Need throughput solution? Try discharge planning

Remember the basics, veteran CM says

As hospitals struggle to improve patient throughput by streamlining their emergency departments and installing bed management software, they often discount one of the most basic tools at their disposal, says Jackie Birmingham, RN, MS, CMAC, a veteran case manager and discharge planner, who is now vice president, professional services for Curaspan Inc.

As health care providers focus on utilization review (UR) and cancel elective surgeries in response to the capacity crisis, they overlook the power of proactive and comprehensive discharge planning, adds Birmingham.

"Whenever I hear [providers] talking about patient throughput, they sort of [add] 'and, oh, discharge planning,'" she says. "When I listen to patient throughput scenarios, there is talk about bed management tools and ED fast track, and what's happening is that the case manager is spending a lot of time doing UR and not enough time counseling on the patient's readiness for discharge."

Birmingham says she recently came across a situation in which a patient was in the hospital for 10 days, but not until the morning of discharge did staff begin to go over diet and medication issues. At that point, she adds, the family learned for the first time that the patient — who was being treated by several specialists, including a cardiologist and a pulmonologist — had developed prednisone-induced diabetes during the stay and was on insulin.

"I think that the case manager was very involved with getting approval for the nursing home stay and tracking continued stay [criteria]," Birmingham says, "but when it came to the simple discharge plan, that kind of got shunted off."

If UR staff are thinking that a patient is getting close to the end of what will be considered an appropriate hospital stay, she advises, the discharge planner should be actively involved in the process.

"This [concept] is so old — discharge planning rules were proposed in 1986 and passed in 1988," Birmingham says. "But now the admitting staff are looking at what beds are available and predicting how long the patient should be there so they can book the next surgery, and the case manager is looking at the clinical processes that justify the continued stay.

"When it comes time to discharge the patient," she adds, "it seems to be a surprise."

There is a mindset among many patients admitted to the hospital, Birmingham suggests, that they are not going to leave until they are totally independent.

"They don't understand that acute care is a very short part of their episode of care, so they want to stay longer," she says. "It's not all patients, but it's the elderly person with a cardiac condition, who has a child [providing care] who might also be elderly with a cardiac condition.

"The fact that patients come into the hospital and are not the way they were before and probably never will be is kind of a shock to the family," Birmingham adds. "The family still pictures the hospital as where you go and get better, but it is where you go and get stabilized. [The patient] is like, 'I'm not well enough to go home, but I don't want to go to a nursing home.'"

Meanwhile, she says, the family is not brought up to speed on short-term nursing homes or home health or adult day care.

Discharge planning and patient throughput

"In the tweaking of patient throughput," Birmingham continues, "they're not putting enough emphasis on discharge planning. It was intended to move patients. Some people look at discharge planning as writing a plan and being done with it."

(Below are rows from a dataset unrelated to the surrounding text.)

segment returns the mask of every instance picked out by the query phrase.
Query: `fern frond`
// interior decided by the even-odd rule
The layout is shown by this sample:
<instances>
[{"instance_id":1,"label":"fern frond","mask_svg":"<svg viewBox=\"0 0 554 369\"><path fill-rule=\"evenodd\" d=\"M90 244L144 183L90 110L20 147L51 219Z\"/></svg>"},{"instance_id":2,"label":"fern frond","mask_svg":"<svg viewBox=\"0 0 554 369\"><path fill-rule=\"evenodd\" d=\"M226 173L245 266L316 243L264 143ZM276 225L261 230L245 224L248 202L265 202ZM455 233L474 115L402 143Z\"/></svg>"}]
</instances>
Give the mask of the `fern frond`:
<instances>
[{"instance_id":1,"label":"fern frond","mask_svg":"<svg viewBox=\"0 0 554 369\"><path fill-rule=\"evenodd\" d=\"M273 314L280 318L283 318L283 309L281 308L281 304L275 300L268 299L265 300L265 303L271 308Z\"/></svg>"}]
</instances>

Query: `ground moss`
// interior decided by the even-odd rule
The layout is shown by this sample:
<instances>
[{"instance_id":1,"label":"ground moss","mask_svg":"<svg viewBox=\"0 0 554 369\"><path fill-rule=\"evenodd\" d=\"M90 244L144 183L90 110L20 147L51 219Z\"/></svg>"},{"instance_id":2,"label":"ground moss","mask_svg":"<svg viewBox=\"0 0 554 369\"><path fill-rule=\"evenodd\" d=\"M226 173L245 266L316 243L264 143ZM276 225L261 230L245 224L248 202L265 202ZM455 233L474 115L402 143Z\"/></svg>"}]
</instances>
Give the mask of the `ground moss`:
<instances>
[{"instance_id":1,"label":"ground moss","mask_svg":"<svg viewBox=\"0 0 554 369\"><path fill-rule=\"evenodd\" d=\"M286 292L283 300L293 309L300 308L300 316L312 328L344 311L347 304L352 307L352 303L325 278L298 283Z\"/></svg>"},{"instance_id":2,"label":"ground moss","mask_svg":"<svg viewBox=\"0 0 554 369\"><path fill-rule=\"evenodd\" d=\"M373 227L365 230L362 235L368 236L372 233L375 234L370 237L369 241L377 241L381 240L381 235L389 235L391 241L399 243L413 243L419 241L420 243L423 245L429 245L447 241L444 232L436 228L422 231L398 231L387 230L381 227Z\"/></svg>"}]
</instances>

She recalls talking to a group of engineers who posed the question, "If discharge planning starts on admission, why does it take so long to discharge a patient?"

What is lost sight of, Birmingham says, is that "discharge planning" is an active term. "It's planning, not a plan. It's assessing a patient: If you're going home, well, what do you need to go home? Do you need to see a physician? Do you need equipment? Do you need medications? Do you need to be taught how to test blood sugar?"

Without proper attention to those questions and others, she says, within a short time "the family is clamoring for information, calling the physician back — and the readmission rate from home health care is almost 40%.

"Patients going to a nursing home get a lot more scrutiny than those going to home health care," Birmingham adds. "I'm putting the blame on discharge planners. They may think home care is fairly routine, but it's really risky [for patients] going to an environment where there is not 24-hour care."

A discharge plan is more like a video than a snapshot, she notes. "It's a moving reel, and then you take a snapshot at the end.

"It can be done along with other tasks, and fits quite nicely with case management, utilization review, and clinical pathways," Birmingham says. "Capacity management is so important now that a little more emphasis is needed on how you do discharge planning."